Home

Diary Scanning Project

2023-05-05. Omar Mustardo.

Sometime last year I learned about the existence of 50+ years of diaries from my great grandmother. That seemed worth preserving, so I reached out to my mother’s first cousin who had them. The cousin and other family members reasonably had concerns about distribution of this potentially private information, so the plan is just to keep a digital copy and not put it on archive.org. I was hoping to use archive.org since it provides a great book viewer, and is also reasonably certain to exist for a long time. I eventually got two boxes with all 11 diaries in the mail, and the work began.

How to scan

There is a lot of information about book scanning, but there isn’t a standard way to do it.

I tried out the cardboard box (sliced at an angle, to make a cradle for the book). It worked surprisingly well and I liked that it was easy to modify with scissors and tape. Advice for others would be to use a box significantly larger than the book so that postprocessing can’t confuse the edge of the box with the edge of the book. I reached out to a mailing list at work, which resulted in a lot of advice, and eventually someone who lent me a Czur Aura scanner. Here are some of the other tips in case it’s useful for others:

This search also led me down a rabbit hole around the story of Google Books, which is pretty interesting: https://www.theatlantic.com/technology/archive/2017/04/the-tragedy-of-google-books/523320/ and the Google-designed linear book scanner, is pretty neat if you haven’t seen it: https://linearbookscanner.org/ https://github.com/google/linear-book-scanner

Scanning - Czur Aura

The Czur Aura is essentially a camera and lights on a stand, a flat black mat as a background, and a foot pedal to trigger it. The foot pedal was extremely useful and in retrospect I wouldn’t want to scan without one. It has its own software which was easy to use and had no issues.

I ended up purchasing a small piece of clear acrylic at Home Depot to hold the pages flat, which avoided the need to de-warp in postprocessing and was definitely worthwhile. The acrylic ended up getting scratched up by the end and probably degraded image quality a bit. A sheet of glass with softened edges would probably have been better. This flattening glass is called a “platen”, and is also the name of the glass in a standard flatbed scanner.

It took 90-120 minutes to scan each diary. The variance was largely based on how easy the pages were to flatten. Some had pages that tended to stick together.

Postprocessing - ScanTailor

A minor pre-work step was to reorder and rename everything. Since I scanned the left and right sides separately, so they need to be interleaved. There was also sometimes a bad scan which I deleted and re-did, I needed to compress the number range (e.g. 1,2,4 -> 1,2,3). A little python handled this (see the scripts/ folder).

At this point I had 11 directories, each containing around 370 jpg images.

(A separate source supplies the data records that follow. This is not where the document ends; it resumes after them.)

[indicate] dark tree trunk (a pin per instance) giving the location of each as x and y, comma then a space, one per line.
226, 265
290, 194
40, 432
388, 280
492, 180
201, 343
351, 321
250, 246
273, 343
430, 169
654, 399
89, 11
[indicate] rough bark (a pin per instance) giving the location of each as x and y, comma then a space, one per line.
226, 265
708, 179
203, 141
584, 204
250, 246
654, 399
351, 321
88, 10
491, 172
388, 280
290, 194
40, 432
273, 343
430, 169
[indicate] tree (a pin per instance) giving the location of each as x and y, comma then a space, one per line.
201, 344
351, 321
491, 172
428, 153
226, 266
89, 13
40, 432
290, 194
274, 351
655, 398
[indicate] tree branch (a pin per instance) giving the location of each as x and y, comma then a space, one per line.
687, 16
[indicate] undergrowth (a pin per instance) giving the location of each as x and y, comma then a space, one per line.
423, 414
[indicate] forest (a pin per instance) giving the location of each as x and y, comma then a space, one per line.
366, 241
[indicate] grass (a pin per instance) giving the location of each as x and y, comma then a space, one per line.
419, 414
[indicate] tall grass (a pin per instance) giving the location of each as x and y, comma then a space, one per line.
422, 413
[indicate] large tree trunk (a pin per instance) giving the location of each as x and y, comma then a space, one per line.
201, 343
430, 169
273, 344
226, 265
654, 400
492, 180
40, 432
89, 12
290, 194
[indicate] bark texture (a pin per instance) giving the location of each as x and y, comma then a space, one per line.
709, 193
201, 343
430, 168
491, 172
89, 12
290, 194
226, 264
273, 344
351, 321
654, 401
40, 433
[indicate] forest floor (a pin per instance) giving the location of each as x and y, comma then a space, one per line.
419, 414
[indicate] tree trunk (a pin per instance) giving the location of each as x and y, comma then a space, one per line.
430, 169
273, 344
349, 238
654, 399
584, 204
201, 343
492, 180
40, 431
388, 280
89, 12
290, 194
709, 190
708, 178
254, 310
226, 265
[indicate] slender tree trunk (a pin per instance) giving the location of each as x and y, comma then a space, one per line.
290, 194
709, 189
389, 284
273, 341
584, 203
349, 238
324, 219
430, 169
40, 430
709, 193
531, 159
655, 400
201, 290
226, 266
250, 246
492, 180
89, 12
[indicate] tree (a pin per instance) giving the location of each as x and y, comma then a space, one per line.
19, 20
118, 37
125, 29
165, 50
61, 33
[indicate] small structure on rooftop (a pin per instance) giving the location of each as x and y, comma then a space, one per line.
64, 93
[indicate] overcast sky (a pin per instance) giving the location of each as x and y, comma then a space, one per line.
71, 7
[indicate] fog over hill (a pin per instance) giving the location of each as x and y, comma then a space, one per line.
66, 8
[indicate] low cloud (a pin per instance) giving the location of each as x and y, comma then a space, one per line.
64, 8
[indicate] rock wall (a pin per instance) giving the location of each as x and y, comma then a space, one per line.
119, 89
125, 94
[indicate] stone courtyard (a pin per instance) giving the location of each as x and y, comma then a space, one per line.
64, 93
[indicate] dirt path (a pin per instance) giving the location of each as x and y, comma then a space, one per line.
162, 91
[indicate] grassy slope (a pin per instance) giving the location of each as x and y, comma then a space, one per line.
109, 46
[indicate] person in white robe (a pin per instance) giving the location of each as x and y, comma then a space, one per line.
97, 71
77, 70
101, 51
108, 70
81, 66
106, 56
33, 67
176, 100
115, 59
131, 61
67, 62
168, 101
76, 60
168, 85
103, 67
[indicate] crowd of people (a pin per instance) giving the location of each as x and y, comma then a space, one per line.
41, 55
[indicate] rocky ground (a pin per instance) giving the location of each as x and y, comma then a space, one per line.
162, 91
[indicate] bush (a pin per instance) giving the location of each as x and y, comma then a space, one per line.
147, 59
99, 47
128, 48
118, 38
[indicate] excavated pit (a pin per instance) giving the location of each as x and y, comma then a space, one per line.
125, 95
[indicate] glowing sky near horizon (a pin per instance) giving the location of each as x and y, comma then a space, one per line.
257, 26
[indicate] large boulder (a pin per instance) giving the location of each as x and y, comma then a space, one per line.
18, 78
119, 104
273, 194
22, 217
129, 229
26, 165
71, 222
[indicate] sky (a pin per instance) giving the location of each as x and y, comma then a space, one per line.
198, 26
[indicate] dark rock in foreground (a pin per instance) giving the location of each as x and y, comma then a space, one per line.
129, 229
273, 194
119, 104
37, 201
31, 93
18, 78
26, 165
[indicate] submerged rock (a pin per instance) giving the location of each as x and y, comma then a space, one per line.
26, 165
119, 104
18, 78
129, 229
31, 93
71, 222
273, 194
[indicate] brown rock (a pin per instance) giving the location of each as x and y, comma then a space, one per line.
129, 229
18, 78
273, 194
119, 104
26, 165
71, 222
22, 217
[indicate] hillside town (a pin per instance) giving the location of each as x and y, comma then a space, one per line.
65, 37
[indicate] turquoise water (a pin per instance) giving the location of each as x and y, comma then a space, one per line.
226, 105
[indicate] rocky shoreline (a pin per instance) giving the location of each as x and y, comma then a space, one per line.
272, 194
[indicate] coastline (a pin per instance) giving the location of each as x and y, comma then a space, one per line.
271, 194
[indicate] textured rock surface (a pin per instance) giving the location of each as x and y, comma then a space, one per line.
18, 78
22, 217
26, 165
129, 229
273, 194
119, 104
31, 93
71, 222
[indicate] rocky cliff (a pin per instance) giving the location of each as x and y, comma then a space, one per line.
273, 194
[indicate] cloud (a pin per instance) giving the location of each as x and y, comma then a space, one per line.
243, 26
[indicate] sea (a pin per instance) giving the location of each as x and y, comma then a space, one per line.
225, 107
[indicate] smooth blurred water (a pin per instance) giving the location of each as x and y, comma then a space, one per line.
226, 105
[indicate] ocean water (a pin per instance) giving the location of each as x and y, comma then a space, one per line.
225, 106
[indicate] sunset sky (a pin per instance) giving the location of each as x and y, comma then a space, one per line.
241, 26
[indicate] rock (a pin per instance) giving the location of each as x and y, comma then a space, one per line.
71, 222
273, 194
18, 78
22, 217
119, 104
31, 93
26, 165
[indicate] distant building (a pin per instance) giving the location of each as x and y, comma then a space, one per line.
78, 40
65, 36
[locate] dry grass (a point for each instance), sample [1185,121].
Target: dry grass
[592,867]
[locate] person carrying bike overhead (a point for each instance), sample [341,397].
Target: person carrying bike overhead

ScanTailor seems to be the default tool for postprocessing scanned books. Unfortunately there are many branches of it, and it’s unclear which to use. I ended up with https://github.com/ScanTailor-Advanced/scantailor-advanced/releases/tag/v1.0.18 as it was most recently updated. The executable is stored in this archive just in case it’s useful.

I put the raw scans into ScanTailor, one journal at a time. I went through each step (Orientation, Split Pages, Deskew, Select Content, Margins, Output) with all default settings, except using a fill background and not doing black-and-white output. I did some manual fixing of content boxes in Select Content because I found that the content box detection made severe mistakes in a few cases, and minor errors in many. The final journal was particularly bad. It had dark lines which threw off the content box detection and almost every page required significant manual fixes.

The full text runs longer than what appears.